Sächsische Zeitung (Dresdner Meißner Land)
Meißen wird Station der „Liberation Route Germany“
Die Stadt Meißen will Teil einer Gedenkroute werden, die an das Ende des Zweiten Weltkriegs erinnert. Ein geeignetes Datum für den Beitritt steht im Raum.
Der Meißner Stadtrat hat grünes Licht zum Beitritt des „Liberation Route Germany e. V.“(Befreiungs-Route Deutschlands) gegeben. Wie Stadtmarketing-Chef Christian Friedel erklärte, handelt es sich dabei um eine länderübergreifende Route, für die sich Städte, Gedenkstätten, Museen und Institutionen zusammengetan haben. „Ziel ist es, an die Befreiung Deutschlands und Europas von der nationalsozialistischen Gewaltherrschaft durch die Alliierten zu erinnern“, sagte Friedel. Die „Liberation Route Germany“sei Teil von der „Liberation Route Europe“.
Die Gedenkroute ist in vier Regionen unterteilt. Dazu gehören die Region Niederrhein/Eifel, Peenemünde und Swinemünde, Berlin und Umland, sowie der Abschnitt zwischen Torgau und Dresden. Zuständig für das Thema, so der Plan, soll die zukünftige Leitung des Meißner Museums sein. „Wir haben in Meißen durchaus Orte und Themen, die in diesem Zusammenhang kommuniziert werden können“, so Friedel weiter. Als Beispiele nannte er die Brückensprengung 1945, Kriegsgräber auf dem Johannesfriedhof und die friedliche Übergabe der Stadt. Als geeignetes Datum für die Mitgliedschaft schlug er das kommende Jahr vor. Am 8. Mai 2025 jährt sich das Kriegsende zum 80. Mal.
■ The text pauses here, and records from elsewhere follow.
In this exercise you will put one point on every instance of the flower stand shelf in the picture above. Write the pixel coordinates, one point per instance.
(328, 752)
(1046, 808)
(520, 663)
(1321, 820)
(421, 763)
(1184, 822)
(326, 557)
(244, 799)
„Der Krieg hat viele Gesichter und es ist wichtig, dass sich sowas nicht wiederholt“, sagte Oliver Eggert. Aus seiner Sicht ist der Verein aber nicht geeignet. Die Liberation Route, so erklärte der AfD-Mann, folge dem Weg der Alliierten durch Westeuropa in den Jahren 1944/1945 und lasse Osteuropa, und somit den Weg der Roten Armee, zum größten Teil außer Acht. „Die Stadt Meißen lag nicht auf ihrem Weg“, so Eggert weiter. Er regte an, einen besser geeigneten Verein zu finden, der objektiv alle Seiten der Geschichte des Krieges und des Holocaust, und eine größere Nähe zur Stadt Meißen, vertritt. Er regte ferner an, einen Zeitzeugen einzuladen, der über die Kapitulation der Stadt Meißen und Übergabe an die Rote Armee berichten kann.
Konzept zu westlich?
Andreas Stempel (Großfraktion) befand, dass es Sinn macht, solche Netzwerke zu bilden. Auch sein erster Eindruck zur Liberation Route ging offenbar in dieselbe Richtung. „Hier wird zu sehr aus westlicher, amerikanischer Sicht gedacht“, sagte er. Auf der anderen Seite könne man durch die Einbeziehung Meißens auch die andere Seite darstellen. Ihm fehle die Aufarbeitung der Kämpfe um Zscheila Ende April 1945.
Meißen sei, so sagte Stempel, bereits durch das Hochstift in einige ähnliche Netzwerke eingebunden. Als Beispiel nannte er die Oranier-Route (2.400 Kilometer lang). „Im Meißner Dom wurde die Stammmutter der Niederländer, Anna von Sachsen, bestattet“, sagte er. Meißen sei zudem Station auf der Route die „Wege zu Cranach“. „Die Erfahrungen, die wir gemacht haben in diesem Gedenken, sind positiv. Man muss nur seinen eigenen Beitrag einbringen“, so Stempel. Im Verbund „Straße der Deutschen Sprache“ist Meißen ebenfalls (Meißner Kanzleisprache).
Route wird stetig weiterentwickelt
„Anspruch des Projektes ist, den Schrecken des Krieges nachfolgenden Generationen in Erinnerung zu bringen. Die größten Schrecken und größten Leiden gab es in Osteuropa, und werden einfach ausgeblendet. Der Bombenterror in den deutschen Städten findet dort nicht statt. Für mich eine einseitige Interpretation der Geschichte“, befand Roland Vogel von der AfD. Friedel erklärte, dass die Liberation Route stetig weiterentwickelt werde.
Martin Bahrmann (Großfraktion) wies darauf hin, dass der Verein sich durch Meißens Mitgliedschaft nach Osten erweitert. „Damit können genau diese diskutierten Aspekte in die Liberation Route aufgenommen werden“, sagte er. Deshalb könne man ruhigen Gewissens Mitglied in dem Verein werden. Kostenpunkt: 500 Euro pro Jahr.